Carpocrates taught that human beings should strive to live life vigorously, and aim to experience every condition of life ideally in one lifetime. If we can trust the patristic critics of his doctrine (and we need to exercise some caution when they aren't quoting directly from works by summarizing), he believed that one would continually reincarnate - similar to 'samsara' in Dharmic religions and Platonism but with a hedonistic solution - until one had experienced everything this life had to offer, and ideally if one was able to experience everything one could in just one lifetime, then the transmigration of the soul would cease and the liberated person would therefore go to heaven in '
completeness', having become like Jesus. If one failed to accomplish this salvific freedom, the penalty would be that the soul will return to 'pay the very last mite,' a concept the Carpocratians took from their interpretation of Jesus's parable in
Luke 12:58, which Catholics often read as a description of purgatory, but the Carpocratians understood as referring to the bondage of reincarnation.
The ideal life, therefore, for the Carpocratian Christians was a life whereby one has experienced all, either through successive rebirths or preferably in a single full life. They appear to have adapted this doctrine from Jesus's words in the Gospel of John that: “
A thief comes only to steal, kill and destroy. I have come that they [human beings] might have life and have it more abundantly” (
John 10:10).
A complicated doctrine, no doubt, and greatly advanced in metaphysical speculation since the days of Paul's Corinthian Libertines, but the same essential idea of Christian freedom and life-affirmingness is present:
CHURCH FATHERS: Against Heresies, I.25 (St. Irenaeus)
"So unbridled is their madness, that they declare they have in their power all things which are irreligious and impious, and are at liberty to practice them; for they maintain that things are evil or good, simply in virtue of human opinion...
Men cannot be saved until they have gone through all kinds of experience....
They deem it necessary, therefore, that by means of transmigration from body to body, souls should have experience of every kind of life...unless, indeed, by a single incarnation, one may be able to...by once and for all, and with equal completeness, doing all those things which we dare not either speak..., in order that, as their writings express it, their souls, having made trial of every kind of life, may, at their departure, not be wanting in any particular.
It is necessary to insist upon this, lest, on account of some one thing being still wanting to their deliverance, they should be compelled once more to become incarnate. They affirm that for this reason Jesus spoke the following parable...
And in their writings we read as follows, the interpretation which they give [of their views], declaring that Jesus spoke in a mystery to His disciples and apostles privately, and that they requested and obtained permission to hand down the things thus taught them, to others who should be worthy and believing.
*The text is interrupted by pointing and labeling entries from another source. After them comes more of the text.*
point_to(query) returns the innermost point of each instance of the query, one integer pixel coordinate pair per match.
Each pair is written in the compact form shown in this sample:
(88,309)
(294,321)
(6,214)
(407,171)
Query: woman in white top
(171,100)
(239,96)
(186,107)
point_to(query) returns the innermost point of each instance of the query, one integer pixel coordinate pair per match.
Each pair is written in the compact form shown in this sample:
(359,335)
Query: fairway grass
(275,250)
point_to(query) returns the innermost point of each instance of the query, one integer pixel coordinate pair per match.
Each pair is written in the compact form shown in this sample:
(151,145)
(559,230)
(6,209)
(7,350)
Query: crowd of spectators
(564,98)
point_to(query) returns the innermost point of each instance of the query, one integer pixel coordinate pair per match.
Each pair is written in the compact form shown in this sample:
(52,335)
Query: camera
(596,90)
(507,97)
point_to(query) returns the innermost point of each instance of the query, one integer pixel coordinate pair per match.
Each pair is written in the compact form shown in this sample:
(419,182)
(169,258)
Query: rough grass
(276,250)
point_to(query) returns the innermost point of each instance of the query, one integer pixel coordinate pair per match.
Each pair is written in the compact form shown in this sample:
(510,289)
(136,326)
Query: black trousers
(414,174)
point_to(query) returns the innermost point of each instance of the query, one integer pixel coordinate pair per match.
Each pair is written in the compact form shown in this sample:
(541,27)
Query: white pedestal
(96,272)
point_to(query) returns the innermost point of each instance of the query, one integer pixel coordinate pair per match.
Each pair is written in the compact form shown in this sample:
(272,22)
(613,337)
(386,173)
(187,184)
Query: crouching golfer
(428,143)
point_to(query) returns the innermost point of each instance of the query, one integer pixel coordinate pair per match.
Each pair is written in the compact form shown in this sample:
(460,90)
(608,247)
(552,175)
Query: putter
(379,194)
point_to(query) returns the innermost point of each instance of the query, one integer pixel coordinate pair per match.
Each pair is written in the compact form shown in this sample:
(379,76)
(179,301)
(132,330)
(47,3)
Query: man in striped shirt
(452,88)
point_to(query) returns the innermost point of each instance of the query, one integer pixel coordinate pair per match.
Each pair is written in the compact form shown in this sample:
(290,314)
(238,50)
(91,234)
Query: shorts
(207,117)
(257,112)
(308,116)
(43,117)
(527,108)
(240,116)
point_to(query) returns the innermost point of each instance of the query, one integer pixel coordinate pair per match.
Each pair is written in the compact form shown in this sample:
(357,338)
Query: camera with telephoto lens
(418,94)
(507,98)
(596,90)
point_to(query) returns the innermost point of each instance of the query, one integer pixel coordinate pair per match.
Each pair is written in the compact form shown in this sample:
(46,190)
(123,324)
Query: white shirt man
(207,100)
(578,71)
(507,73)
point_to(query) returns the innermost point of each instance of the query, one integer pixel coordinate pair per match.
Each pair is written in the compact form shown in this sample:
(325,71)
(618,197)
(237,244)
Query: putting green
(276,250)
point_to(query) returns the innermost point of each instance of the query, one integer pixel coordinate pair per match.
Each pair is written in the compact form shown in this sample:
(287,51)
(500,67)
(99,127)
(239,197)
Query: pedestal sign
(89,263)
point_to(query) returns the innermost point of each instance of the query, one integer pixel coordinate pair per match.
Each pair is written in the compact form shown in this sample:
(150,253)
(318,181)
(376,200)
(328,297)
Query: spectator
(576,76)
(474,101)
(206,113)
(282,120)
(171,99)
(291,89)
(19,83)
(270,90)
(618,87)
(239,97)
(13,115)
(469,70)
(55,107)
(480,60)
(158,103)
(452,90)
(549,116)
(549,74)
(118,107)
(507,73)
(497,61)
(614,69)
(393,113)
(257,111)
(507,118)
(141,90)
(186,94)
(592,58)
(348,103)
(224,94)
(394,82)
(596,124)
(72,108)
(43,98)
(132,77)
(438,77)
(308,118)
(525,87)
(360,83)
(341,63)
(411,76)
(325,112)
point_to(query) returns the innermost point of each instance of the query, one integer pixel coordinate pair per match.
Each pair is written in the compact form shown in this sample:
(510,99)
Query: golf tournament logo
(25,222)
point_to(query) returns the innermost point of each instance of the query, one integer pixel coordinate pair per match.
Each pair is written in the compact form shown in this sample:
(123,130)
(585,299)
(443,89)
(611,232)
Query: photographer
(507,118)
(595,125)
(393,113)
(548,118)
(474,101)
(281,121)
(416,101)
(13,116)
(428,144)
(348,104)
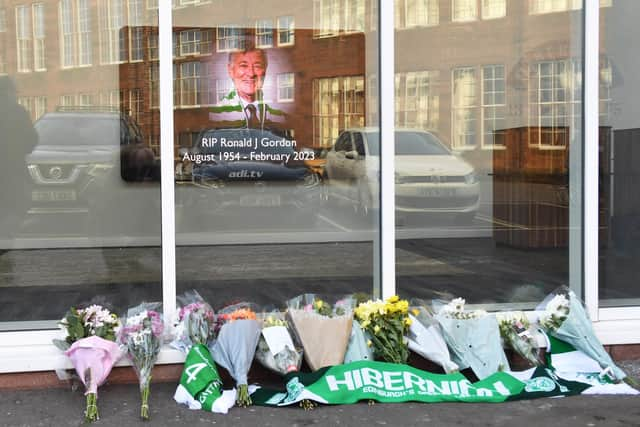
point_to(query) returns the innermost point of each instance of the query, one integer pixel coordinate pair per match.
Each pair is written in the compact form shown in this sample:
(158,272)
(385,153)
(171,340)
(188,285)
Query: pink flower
(93,358)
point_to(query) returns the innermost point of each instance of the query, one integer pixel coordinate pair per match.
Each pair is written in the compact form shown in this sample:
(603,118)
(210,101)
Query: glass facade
(619,163)
(488,151)
(80,195)
(274,153)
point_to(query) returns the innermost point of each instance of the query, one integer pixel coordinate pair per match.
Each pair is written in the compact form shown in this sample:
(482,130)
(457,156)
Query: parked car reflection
(83,164)
(245,172)
(429,177)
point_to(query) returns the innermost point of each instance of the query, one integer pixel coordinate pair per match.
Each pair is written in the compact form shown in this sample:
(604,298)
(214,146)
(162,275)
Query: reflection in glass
(80,198)
(619,156)
(257,114)
(499,85)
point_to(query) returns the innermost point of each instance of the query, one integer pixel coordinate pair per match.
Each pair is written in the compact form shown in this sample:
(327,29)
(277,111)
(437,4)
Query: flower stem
(243,400)
(144,408)
(91,412)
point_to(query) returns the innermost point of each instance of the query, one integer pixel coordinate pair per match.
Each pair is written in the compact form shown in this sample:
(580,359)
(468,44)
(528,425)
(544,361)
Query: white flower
(559,305)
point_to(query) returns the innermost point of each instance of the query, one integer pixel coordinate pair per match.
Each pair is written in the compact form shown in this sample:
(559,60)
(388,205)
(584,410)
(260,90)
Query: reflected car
(248,171)
(429,178)
(83,163)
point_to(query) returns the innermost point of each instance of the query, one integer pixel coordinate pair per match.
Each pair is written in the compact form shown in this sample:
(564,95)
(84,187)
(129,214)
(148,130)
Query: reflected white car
(429,178)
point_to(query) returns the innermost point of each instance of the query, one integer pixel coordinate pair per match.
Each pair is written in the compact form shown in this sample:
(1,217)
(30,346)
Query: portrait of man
(245,106)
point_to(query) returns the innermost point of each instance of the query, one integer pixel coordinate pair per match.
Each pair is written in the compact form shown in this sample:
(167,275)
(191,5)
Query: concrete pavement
(119,406)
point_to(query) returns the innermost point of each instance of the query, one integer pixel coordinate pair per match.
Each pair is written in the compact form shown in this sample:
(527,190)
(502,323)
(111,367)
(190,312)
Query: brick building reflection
(498,81)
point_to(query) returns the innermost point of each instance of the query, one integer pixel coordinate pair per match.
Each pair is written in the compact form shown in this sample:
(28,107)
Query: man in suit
(244,106)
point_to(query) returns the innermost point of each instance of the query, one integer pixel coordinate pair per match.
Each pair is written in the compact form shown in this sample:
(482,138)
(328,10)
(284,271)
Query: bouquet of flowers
(276,349)
(386,322)
(565,318)
(141,336)
(235,345)
(473,338)
(90,335)
(359,347)
(517,333)
(200,385)
(425,337)
(322,328)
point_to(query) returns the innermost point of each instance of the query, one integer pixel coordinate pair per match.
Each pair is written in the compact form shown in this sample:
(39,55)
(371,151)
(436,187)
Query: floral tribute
(277,351)
(89,342)
(322,328)
(518,334)
(141,337)
(235,345)
(387,322)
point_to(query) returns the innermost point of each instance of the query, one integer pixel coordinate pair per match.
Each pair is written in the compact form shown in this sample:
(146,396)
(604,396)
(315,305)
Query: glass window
(286,87)
(417,100)
(493,9)
(334,17)
(464,10)
(252,90)
(24,39)
(418,13)
(189,83)
(112,40)
(190,42)
(619,171)
(494,213)
(230,37)
(465,108)
(38,37)
(264,33)
(286,30)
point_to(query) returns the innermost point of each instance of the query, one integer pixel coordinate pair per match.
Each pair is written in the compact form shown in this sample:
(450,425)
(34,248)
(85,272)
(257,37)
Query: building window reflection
(493,106)
(334,17)
(338,104)
(286,35)
(112,40)
(286,85)
(24,39)
(264,33)
(230,38)
(417,101)
(464,108)
(556,101)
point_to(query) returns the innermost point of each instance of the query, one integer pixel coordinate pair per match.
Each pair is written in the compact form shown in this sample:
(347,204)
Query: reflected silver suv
(429,178)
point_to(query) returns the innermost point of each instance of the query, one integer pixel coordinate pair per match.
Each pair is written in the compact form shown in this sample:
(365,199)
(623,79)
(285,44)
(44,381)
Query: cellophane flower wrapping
(235,344)
(360,345)
(322,328)
(89,342)
(200,385)
(141,336)
(387,323)
(426,338)
(473,338)
(195,322)
(563,315)
(277,349)
(519,335)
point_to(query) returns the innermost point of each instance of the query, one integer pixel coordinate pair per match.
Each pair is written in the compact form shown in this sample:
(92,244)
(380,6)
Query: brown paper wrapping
(323,338)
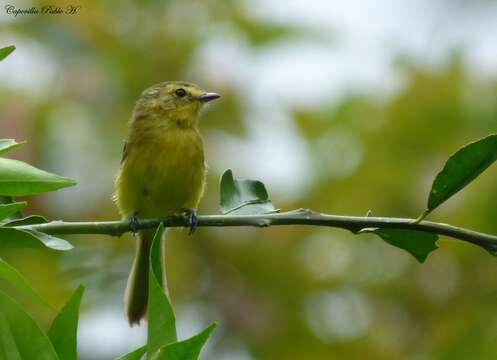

They write: "We are saved, indeed, by means of faith and love; but all other things, while in their nature indifferent, are reckoned by the opinion of men -some good and some evil, there being nothing really evil by nature.""
--Irenaeus, Adv. Haer. Bk. I, Ch. 25, 4
As you can see from the above quote, the Carpocratians were amoral but still believed in the necessity of 'love' - so I guess they may had some degree of subjective morality amidst all the explicit antinomian amoralism.